Travelers are stuck in a traffic jam as people hit the road before the busy Thanksgiving Day weekend in Chicago, Illinois, U.S., November 21, 2017. REUTERS/Kamil Krzaczynski

To us Americans, our cars are more than just a means of transportation. They connect us to people, places and opportunities. Automobiles anchor our economy, supporting roughly seven million U.S. jobs—including vehicle manufacturers, suppliers, and dealers. They are the heart of American manufacturing and part of our innovative edge as a country. The role that automobiles play in shaping our air quality is also clear, and we can do more to make them even cleaner.

Early in the Obama administration, as the hard-hit auto industry was recovering from the Great Recession, federal agencies, car companies, the United Auto Workers, and the State of California (which has unique authority to establish standards more stringent than federal ones, which other states can then adopt), reached an historic agreement to continue strengthening standards through the "One National Program"—a policy that streamlined implementation of multiple federal and state laws and regulations so that the industry can offer consumers a single fleet of cleaner vehicles that comply with the rules. That revolutionary approach was both an act of good government and good business.

Importantly, this program advanced a suite of sensible policies—including the rescue of the U.S. auto industry by the Bush and Obama administrations, alongside an industry commitment to produce cleaner cars—that has made it possible for the industry to recover and flourish since the Great Recession. Indeed, the industry has, since then, added about $953 billion to the economy each year. Even as the industry bounced back to new all time high sales levels—adding 700,000 jobs since the Great Recession—companies were making more and more fuel efficient cars.

Fuel efficiency for cars and light duty trucks is now at an all-time high, which means consumers are paying less at the pump. Carbon emissions from these vehicles has dropped by 21% since 2005—putting the industry on track to keep pace with the Obama administration's targets under the Paris Accord for the United States to cut greenhouse emissions by 26-28% compared to 2005 levels.

Despite these gains, however, the Trump administration is considering freezing future federal vehicle efficiency standards, an action that would create a different ripple effect: significant, costly and time-consuming litigation over California's authority under the Clean Air Act to establish more stringent state standards.

Last year, the administration understandably decided to take another look at fuel efficiency targets for the coming years to ensure that they set reasonable goal posts for industry. However, they risk throwing out the baby with the bathwater by taking a hard-line deregulatory action that is not what the auto industry is asking for.

That's why negotiation—with the industry, California, and other stakeholders—is so important in the coming months, before new standards are finalized. Finding common ground is critical. The president himself instructed DOT and EPA to negotiate with California at a meeting with Automakers in May.

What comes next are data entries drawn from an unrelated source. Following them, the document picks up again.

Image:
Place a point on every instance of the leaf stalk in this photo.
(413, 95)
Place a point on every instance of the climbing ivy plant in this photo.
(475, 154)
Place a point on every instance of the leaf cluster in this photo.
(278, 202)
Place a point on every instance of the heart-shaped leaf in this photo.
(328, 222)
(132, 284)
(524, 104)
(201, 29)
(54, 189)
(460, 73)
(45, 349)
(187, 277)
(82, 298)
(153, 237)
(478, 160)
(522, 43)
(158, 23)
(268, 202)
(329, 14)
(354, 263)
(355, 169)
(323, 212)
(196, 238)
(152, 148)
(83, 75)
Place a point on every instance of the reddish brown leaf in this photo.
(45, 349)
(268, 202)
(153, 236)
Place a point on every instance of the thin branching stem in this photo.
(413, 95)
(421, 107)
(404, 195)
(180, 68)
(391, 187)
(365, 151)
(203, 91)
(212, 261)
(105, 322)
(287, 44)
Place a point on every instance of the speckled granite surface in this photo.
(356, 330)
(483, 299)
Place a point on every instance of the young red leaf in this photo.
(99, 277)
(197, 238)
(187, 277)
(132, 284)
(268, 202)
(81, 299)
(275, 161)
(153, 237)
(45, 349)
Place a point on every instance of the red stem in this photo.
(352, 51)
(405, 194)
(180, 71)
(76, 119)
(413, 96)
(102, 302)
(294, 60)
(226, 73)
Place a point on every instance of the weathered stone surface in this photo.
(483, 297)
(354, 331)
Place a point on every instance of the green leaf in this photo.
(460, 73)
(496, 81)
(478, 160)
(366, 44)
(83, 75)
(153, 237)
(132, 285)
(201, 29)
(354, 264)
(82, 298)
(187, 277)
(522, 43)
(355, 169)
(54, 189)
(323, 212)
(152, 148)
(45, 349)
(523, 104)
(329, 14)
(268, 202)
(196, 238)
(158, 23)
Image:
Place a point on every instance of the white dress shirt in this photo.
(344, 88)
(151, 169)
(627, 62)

I urge the administration to stay at the table. And I am not alone. Recently, Mitch Bainwol, president and CEO of the Alliance of Automobile Manufacturers urged, "the administration and California to work together to both increase fuel economy standards and keep new vehicles affordable to more Americans." He has reinforced the industry's commitment to reducing emissions, "because we believe climate change is real, and we have a responsibility to reduce greenhouse gases." Mary Nichols, the Chair of the California Air Resources Board, has also repeatedly stated her openness to compromise and negotiation with the administration and automakers.

Clearly, the One National Program framework is better for business, consumers, and the environment, and should be continued. Prolonged legal contention between Washington and Sacramento would mean uncertainty for auto manufacturers and their suppliers, and a fragmented program across the country would be inefficient and expensive. Consumers would ultimately pay the price, since inefficiencies translate into higher retail costs. It would also be bad for the environment by disrupting the consistency of our long-term nationwide commitment to investment in fuel-saving technologies.

There is a path to a deal here, and it's one that would be good for everyone—for the industry, the environment, workers, consumers across the country, and even the administration. Let's hope that EPA and NHTSA quickly come to the table, before this rule is finalized, to achieve consensus and build on the progress we've already made toward cleaner, cost saving vehicles and a stronger American auto industry.

Anthony Foxx served as the United States Secretary of Transportation from 2013-2017.